Etcham’s face went grey under his tan.
‘Sometimes both at once,’ he answered huskily.
‘Both at once!’ Van Rieten ejaculated.
‘It sounded that way to the men, too,’ said Etcham. ‘And that was not all.’
He stopped and looked helplessly at us for a moment.
‘Could a man talk and whistle at the same time?’ he asked.
‘How do you mean?’ Van Rieten queried.
‘We could hear Stone talking away, his big, deep-chested baritone rumbling along, and through it all we could hear a high, shrill whistle, the oddest, wheezy sound. You know, no matter how shrilly a grown man may whistle, the note has a different quality from the whistle of a boy or a woman or a little girl. They sound more treble, somehow. Well, if you can imagine the smallest girl who could whistle keeping it up tunelessly right along, that whistle was like that, only even more piercing, and it sounded right through Stone’s bass tones.’
‘And you didn’t go to him?’ Van Rieten cried.
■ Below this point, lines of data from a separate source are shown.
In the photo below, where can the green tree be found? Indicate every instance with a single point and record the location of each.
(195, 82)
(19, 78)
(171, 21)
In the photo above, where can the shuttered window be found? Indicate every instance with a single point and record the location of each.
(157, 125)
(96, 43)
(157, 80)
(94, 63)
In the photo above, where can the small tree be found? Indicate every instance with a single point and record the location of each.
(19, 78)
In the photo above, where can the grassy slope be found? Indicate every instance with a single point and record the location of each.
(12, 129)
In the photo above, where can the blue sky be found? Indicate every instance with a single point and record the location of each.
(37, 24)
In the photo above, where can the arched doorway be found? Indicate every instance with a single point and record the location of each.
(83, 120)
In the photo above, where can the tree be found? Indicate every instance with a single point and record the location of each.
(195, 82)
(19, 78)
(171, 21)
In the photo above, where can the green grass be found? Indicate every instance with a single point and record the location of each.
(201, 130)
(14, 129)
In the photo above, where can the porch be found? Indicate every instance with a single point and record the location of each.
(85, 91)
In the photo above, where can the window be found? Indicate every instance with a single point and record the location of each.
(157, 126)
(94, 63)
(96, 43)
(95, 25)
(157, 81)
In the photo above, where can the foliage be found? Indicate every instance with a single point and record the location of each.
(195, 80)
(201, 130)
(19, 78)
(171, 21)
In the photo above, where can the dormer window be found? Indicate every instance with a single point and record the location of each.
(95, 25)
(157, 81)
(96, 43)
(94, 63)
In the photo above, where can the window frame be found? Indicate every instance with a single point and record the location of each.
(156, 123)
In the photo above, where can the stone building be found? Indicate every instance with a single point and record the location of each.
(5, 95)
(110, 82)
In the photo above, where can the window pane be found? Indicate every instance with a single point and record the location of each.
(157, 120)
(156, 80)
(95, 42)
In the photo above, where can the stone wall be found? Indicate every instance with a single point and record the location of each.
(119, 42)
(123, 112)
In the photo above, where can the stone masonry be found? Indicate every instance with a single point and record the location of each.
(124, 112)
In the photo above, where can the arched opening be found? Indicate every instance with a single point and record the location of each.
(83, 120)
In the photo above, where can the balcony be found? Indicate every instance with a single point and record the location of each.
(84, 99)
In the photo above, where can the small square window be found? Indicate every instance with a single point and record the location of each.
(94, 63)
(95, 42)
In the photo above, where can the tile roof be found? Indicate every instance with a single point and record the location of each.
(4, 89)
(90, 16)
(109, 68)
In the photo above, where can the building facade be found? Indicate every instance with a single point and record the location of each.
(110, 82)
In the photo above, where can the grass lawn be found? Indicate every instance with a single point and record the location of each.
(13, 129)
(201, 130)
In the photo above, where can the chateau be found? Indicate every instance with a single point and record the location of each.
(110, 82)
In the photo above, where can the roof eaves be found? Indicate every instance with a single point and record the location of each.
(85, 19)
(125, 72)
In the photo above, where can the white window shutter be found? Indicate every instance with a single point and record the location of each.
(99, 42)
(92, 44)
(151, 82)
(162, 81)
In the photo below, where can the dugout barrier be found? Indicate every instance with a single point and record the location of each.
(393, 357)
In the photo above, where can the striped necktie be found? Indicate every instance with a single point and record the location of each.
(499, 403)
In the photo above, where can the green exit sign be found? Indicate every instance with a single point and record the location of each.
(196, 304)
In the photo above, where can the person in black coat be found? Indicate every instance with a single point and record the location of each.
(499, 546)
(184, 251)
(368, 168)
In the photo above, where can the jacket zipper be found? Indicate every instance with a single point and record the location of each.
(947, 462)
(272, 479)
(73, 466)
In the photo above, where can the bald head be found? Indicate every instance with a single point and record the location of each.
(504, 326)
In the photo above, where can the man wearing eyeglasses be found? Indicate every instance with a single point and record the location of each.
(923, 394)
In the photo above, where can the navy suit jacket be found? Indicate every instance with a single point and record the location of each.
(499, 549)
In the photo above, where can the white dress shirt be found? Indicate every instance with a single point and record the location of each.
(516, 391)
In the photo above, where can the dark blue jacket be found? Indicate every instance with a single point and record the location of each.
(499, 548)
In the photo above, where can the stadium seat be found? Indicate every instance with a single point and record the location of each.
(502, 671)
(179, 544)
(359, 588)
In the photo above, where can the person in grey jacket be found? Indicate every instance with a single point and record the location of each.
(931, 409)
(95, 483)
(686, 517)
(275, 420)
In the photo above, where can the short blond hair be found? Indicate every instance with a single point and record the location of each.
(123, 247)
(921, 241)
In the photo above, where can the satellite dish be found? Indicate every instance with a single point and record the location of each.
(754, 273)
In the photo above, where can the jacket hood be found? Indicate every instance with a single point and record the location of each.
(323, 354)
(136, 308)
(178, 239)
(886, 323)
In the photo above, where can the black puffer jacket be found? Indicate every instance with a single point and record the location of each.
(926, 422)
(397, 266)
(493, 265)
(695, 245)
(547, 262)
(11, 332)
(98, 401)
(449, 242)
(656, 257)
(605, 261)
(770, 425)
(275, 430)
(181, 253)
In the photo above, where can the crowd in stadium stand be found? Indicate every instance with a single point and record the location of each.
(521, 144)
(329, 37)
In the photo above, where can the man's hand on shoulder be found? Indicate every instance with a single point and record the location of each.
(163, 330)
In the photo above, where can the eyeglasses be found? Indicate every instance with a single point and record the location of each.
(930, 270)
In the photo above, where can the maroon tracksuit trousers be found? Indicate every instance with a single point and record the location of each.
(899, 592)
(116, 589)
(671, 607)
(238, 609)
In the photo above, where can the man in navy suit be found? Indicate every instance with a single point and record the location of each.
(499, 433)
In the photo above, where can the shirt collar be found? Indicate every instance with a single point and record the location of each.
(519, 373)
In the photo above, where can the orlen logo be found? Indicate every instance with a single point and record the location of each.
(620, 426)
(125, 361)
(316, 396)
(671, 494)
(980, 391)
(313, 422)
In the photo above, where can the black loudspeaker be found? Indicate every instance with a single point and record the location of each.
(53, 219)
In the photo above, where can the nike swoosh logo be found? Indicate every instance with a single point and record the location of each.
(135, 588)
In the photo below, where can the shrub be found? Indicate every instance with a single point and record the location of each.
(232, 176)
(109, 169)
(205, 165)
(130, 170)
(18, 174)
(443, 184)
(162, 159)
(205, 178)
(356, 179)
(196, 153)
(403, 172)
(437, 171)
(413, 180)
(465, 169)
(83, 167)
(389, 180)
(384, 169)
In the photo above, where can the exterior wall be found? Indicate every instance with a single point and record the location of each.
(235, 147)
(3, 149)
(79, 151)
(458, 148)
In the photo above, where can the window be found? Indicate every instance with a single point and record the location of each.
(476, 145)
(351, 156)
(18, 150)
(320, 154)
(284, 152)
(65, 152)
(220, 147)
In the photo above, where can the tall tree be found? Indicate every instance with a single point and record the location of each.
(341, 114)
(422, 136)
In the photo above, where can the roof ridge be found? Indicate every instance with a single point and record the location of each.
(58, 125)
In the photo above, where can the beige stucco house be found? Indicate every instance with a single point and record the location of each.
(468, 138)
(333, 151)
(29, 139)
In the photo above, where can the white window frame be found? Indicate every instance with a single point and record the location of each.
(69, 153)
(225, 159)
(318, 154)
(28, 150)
‘He is not given to threats,’ Etcham disclaimed. ‘But he had threatened, not volubly, nor like a sick man, but quietly and firmly, that if any man of us (he lumped me in with the men) came near him while he was in his trouble, that man should die. And it was not so much his words as his manner. It was like a monarch commanding respected privacy for a deathbed. One simply could not transgress.’
‘I see,’ said Van Rieten shortly.
‘He’s ve’y seedy,’ Etcham repeated helplessly. ‘I thought perhaps . . .’
His absorbing affection for Stone, his real love for him, shone out through his envelope of conventional training. Worship of Stone was plainly his master passion.
Like many competent men, Van Rieten had a streak of hard selfishness in him. It came to the surface then. He said we carried our lives in our hands from day to day just as genuinely as Stone; that he did not forget the ties of blood in imperilling one party for a very problematical benefit to a man probably beyond any help; that it was enough of a task to hunt for one party; that if two were united, providing food would be more than doubly difficult; that the risk of starvation was too great. Deflecting our march seven full days’ journey (he complimented Etcham on his marching powers) might ruin our expedition entirely.